With coming on 9 years of focused diagnosis and care of Gadolinium toxicity patients, I have made, a number of incremental steps in understanding:
DTPA chelation is a pure cation exchange chelator and with its high stability and demonstrable high removal of Gd is extremely efficient at treating to near cure straight up GDD.
But, GDD is often a product of a pre-existent immune system dysregulation, or results in other dysregulations.. So although the combination of maximal Gd and lead removal (and to a lesser extent other heavy metals) with DTPA, steroids, and antihistamines, show broad treatment coverage for many other entities in a jumbled angry ball of multiple causes and effects of immune system dysregulation, not all immune system dysregulations respond to heavy metal removal, steroids, and antihistamines.
So, whereas DTPA is doing its job removing Gd (and lead) extremely well, and steroids/ antihistamines doing its part with GDD and most other immune dysregulators, not everyone responds very well to an entire, correct treatment protocol. Although likely 90% of failures are due to not following closely my regimens, probably 1 % of patients do not achieve full near cure, 'true' failure, because heavy metal removal, steroids, and antihistamines does not treat one or more, maybe of many other monsters lurking in the immune dysregulation. They either have a nonresponsive other dysregulation, or even a fewer number of individuals have a morphed GDD.
True failure of DTPA chelation is in the great majority of cases due to the presence of another unresponsive immune dysregulator. DTPA is doing its job of removing Gd and lead extremely well.
What to do? Some are too afraid to undergo chelation because of their fear of failure. The correct thing to do is undergo 10 properly done chelation sessions and see where you are at. If there are symptoms completely untouched then at that point look to manage issues untouched.

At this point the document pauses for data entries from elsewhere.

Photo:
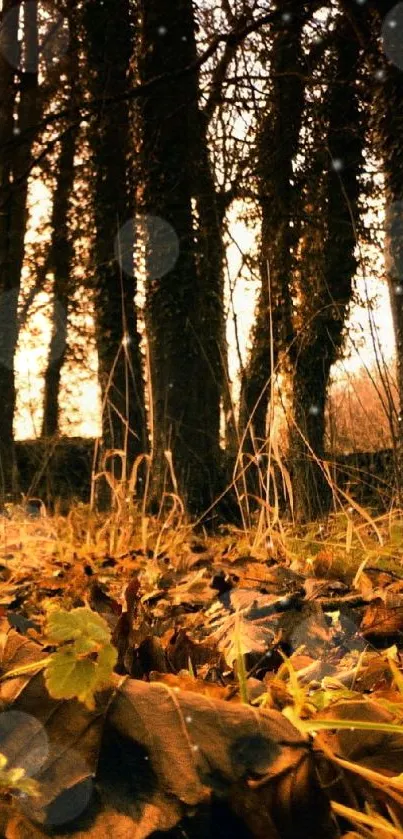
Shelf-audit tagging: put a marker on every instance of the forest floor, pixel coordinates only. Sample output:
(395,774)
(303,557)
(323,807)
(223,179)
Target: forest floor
(257,686)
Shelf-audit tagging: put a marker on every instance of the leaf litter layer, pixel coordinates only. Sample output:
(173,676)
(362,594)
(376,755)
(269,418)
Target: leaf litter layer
(256,688)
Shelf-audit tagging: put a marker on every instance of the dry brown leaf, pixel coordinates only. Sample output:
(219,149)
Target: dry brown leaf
(151,757)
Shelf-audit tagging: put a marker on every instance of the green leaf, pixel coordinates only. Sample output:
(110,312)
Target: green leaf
(69,677)
(81,623)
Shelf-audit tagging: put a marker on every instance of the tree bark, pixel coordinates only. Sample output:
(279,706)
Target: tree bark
(278,140)
(183,304)
(16,119)
(109,44)
(325,307)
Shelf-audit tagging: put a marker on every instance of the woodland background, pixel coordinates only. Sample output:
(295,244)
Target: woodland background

Two things are true, and as with everything else, we have to have two often competing trains of thought: i) Gd can cause virtually every type of disease/ symptom and ii) not everything is GDD. That is where the 10 chelation sessions come in.
When there are clearly other additional active immune dysregulators they should be treated as well.
in treating the whole picture of complicated detoxification status of patients, complex multiple immune dysregulators, I always start with chelation of GDD with simultaneous addressing of detoxification strategies. I never start with trying to detox patients, for a number of reasons, including I remain uncertain how effective most detox strategies are, and it is clear to me to treat the entity I am most clear about: GDD.
I am very nervous of trying anything (such as DMARDS) that are supposed to work well for other diseases, because with a dysregulated immune system they may have the opposite of the desired effect.
Presently Low Dose Naltrexone (LDN) appears to be relatively effective in many subjects with GDD. The one high potency DMARD, I feel worth trying in very success-resistant patients is low dose Rapamycin. I do not have adequate experience to be highly confident in its use.
It's complicated
Richard Semelka, MD













Sodium cromoloyn!! Mast cell stabilizers for the win!